Tag Archives: humor

“Il n’a pas la lumière à tous les étages.”

Nationality: American
Age: 19
Occupation: Student
Residence: Los Angeles
Performance Date: April 20, 2016
Primary Language: English
Language: French

JN is a 19 year old student at USC studying neuroscience and French.  Most of her family lives in Chicago, but they’re from various European countries. She has travelled the world extensively, and she lived in France during the second semester of her sophomore year of high school. Here is a humorous example of French folk speech that she learned that year:

This is a French proverb that I learned when I was living in France.

It goes “il n’a pas de lumière sur toutes les étages.”
And that basically translates to the English version of “He’s not the sharpest knife in the drawer” or “He’s missing his marbles” or something like that. So it literally means “He doesn’t have light on all of his floors” so it means, oh he’s kind of missing something, or he’s kind of “dim”.

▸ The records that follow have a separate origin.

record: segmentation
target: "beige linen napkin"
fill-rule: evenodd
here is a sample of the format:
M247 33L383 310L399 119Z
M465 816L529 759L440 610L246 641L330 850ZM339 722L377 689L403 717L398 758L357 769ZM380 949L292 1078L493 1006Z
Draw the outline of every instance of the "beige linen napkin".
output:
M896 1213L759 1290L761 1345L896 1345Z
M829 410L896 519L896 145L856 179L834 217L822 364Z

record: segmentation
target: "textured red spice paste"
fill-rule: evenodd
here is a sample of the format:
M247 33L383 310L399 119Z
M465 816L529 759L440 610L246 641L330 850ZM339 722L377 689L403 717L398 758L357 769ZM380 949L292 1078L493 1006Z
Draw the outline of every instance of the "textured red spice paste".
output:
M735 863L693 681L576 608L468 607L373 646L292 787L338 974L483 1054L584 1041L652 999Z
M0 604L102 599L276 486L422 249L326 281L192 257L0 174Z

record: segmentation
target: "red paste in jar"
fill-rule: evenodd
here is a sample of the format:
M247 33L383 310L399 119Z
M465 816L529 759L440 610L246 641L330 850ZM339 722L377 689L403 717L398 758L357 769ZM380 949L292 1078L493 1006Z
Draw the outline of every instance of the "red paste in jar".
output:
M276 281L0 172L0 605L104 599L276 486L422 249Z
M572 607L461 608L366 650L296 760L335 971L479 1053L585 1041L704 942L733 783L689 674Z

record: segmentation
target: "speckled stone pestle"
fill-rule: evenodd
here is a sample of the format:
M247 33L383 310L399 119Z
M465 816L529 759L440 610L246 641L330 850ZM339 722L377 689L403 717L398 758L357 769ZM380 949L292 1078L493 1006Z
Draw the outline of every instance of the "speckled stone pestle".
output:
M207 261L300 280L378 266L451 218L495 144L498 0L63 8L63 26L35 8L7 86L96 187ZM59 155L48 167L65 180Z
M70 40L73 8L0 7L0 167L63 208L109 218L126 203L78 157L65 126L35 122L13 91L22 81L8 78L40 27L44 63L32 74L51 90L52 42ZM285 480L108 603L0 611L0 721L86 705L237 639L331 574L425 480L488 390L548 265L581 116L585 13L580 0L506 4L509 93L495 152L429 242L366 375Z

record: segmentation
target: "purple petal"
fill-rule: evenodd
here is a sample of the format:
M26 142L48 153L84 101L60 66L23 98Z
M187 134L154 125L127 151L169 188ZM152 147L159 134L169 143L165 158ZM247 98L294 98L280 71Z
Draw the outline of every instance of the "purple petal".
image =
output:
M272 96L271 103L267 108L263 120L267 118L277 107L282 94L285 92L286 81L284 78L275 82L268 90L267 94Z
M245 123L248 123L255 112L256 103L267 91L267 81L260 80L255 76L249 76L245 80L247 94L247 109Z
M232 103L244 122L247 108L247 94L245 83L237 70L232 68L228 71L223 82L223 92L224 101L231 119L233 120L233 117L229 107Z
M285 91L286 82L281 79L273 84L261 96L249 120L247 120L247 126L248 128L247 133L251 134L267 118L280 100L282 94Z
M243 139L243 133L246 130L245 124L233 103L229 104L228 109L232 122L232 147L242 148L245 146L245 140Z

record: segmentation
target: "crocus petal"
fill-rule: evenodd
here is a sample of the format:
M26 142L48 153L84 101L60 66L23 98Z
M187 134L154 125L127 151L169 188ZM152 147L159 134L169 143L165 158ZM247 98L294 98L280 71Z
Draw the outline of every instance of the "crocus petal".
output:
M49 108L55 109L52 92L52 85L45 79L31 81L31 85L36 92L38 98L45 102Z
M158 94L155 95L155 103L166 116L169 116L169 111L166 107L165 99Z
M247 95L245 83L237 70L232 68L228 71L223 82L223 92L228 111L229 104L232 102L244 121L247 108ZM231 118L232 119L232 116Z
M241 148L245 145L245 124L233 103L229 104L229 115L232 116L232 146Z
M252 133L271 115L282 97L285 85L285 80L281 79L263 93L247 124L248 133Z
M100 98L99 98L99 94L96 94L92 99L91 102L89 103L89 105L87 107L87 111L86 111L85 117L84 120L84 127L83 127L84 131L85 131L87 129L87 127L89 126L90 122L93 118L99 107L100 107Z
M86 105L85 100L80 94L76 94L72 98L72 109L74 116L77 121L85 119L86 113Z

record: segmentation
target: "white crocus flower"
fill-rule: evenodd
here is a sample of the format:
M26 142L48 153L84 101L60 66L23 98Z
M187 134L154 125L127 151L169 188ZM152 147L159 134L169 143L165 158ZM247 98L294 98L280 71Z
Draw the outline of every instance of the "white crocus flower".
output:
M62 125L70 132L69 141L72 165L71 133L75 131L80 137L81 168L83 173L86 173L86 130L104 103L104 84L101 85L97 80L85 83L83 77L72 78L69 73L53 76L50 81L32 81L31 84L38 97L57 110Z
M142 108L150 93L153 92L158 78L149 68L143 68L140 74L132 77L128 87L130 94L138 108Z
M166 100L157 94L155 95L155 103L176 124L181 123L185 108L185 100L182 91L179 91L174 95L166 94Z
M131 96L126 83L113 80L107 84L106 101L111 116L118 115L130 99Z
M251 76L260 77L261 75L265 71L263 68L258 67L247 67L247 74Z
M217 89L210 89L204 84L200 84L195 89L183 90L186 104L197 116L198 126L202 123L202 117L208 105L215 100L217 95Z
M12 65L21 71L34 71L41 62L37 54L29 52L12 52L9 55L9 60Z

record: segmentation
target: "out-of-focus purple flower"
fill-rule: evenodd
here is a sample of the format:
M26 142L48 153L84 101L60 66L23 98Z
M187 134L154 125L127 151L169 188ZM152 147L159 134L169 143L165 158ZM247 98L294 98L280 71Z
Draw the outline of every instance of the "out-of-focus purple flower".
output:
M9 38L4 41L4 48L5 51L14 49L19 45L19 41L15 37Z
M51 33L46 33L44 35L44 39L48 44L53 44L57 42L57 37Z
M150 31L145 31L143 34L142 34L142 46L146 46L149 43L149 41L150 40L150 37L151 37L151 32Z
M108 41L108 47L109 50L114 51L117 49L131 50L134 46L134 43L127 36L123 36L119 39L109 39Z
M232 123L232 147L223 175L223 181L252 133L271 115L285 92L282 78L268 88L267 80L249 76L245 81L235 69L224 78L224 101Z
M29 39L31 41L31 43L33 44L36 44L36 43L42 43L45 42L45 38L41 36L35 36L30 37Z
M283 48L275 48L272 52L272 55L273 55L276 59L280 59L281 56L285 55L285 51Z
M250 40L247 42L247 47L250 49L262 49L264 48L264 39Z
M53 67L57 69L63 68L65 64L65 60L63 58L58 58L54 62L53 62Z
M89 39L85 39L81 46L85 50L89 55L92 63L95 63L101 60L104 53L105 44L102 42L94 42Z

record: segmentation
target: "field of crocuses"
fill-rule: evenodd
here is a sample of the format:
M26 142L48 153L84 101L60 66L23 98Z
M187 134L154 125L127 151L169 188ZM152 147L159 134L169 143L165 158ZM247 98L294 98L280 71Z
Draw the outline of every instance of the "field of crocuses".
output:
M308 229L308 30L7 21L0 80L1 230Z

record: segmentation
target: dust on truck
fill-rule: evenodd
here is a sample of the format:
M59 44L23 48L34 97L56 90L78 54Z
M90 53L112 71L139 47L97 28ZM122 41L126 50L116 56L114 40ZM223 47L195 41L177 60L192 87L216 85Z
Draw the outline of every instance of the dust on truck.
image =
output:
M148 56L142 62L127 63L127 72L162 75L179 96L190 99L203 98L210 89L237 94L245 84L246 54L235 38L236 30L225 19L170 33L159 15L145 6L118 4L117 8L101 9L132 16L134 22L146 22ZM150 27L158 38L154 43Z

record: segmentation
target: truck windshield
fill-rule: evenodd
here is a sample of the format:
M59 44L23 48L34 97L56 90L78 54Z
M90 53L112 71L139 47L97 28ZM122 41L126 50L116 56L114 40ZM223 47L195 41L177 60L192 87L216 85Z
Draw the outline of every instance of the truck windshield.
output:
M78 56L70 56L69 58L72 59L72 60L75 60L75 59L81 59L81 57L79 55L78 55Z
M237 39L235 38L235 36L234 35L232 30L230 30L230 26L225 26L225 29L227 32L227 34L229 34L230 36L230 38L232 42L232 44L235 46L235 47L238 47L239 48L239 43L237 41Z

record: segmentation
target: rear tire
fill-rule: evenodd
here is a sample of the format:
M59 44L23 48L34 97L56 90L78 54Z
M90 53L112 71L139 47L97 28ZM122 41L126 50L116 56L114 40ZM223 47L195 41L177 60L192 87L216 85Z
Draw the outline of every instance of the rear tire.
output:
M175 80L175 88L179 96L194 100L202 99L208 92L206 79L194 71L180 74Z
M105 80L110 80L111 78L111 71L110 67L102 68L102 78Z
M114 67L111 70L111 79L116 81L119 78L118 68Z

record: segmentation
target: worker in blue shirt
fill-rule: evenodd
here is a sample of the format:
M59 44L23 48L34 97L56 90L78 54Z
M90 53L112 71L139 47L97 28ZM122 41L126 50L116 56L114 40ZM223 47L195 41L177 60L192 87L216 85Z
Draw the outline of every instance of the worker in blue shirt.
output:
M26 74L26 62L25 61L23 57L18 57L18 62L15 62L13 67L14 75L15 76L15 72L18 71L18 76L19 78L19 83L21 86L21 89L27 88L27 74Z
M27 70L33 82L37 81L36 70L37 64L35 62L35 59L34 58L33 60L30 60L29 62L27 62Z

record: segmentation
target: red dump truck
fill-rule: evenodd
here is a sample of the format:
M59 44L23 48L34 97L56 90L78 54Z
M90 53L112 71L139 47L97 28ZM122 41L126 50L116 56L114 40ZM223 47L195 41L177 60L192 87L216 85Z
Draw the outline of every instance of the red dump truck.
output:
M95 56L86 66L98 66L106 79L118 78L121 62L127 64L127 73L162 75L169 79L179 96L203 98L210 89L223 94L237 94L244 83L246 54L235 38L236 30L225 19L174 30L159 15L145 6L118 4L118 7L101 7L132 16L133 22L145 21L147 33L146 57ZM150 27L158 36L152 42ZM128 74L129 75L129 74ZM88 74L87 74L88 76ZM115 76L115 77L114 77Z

Where did you learn this from?
I heard my host mom and dad say it a lot especially over the phone when they were talking to their friends. I understood the words and it kind of made sense to me that it was that French translation of our English expression. I overheard it from them and then asked what it meant and then I made the connection.

Why do you like it?
Because I learned it from my host parents and it’s definitely a colloquial French saying- it makes me feel more fluent in French to know those things that you can’t just learn the classroom. Plus I think it’s kind of funny!

 

My thoughts: I agree with JN when she says that when it comes to learning a new language, it is the colloquial expressions-the folk speech-that makes the leaner feel that they are truly a part of that culture. It was interesting to see that this French proverb had parallels in English with “the light’s on but no one is home” or even “not the brightest bulb in the box”- different languages and cultures have similar ways of expressing the same idea figuratively.

Big Book of Riddles

Nationality: American - (Welsh)
Age: 53
Occupation: Homemaker
Residence: Winnetka, IL
Performance Date: Saturday March 26th, 2016
Primary Language: English
Language: French

D is a 57 year old man. He is a practicing cardiologist at a hospital in the northern suburbs of Illinois. He identifies as American as he grew up in Boston, but he strongly associates with his Scottish heritage as well. D completed his undergraduate studies at Dartmouth University and he attended Cornell University for his degree in medicine. During his studies, both undergraduate and med school, D studied abroad in France two times. While in medical school, D studied at the Faculté de Médecine et de Maïeutique de Lille in Lille, France. English is his primary language, yet he is also fluent in French.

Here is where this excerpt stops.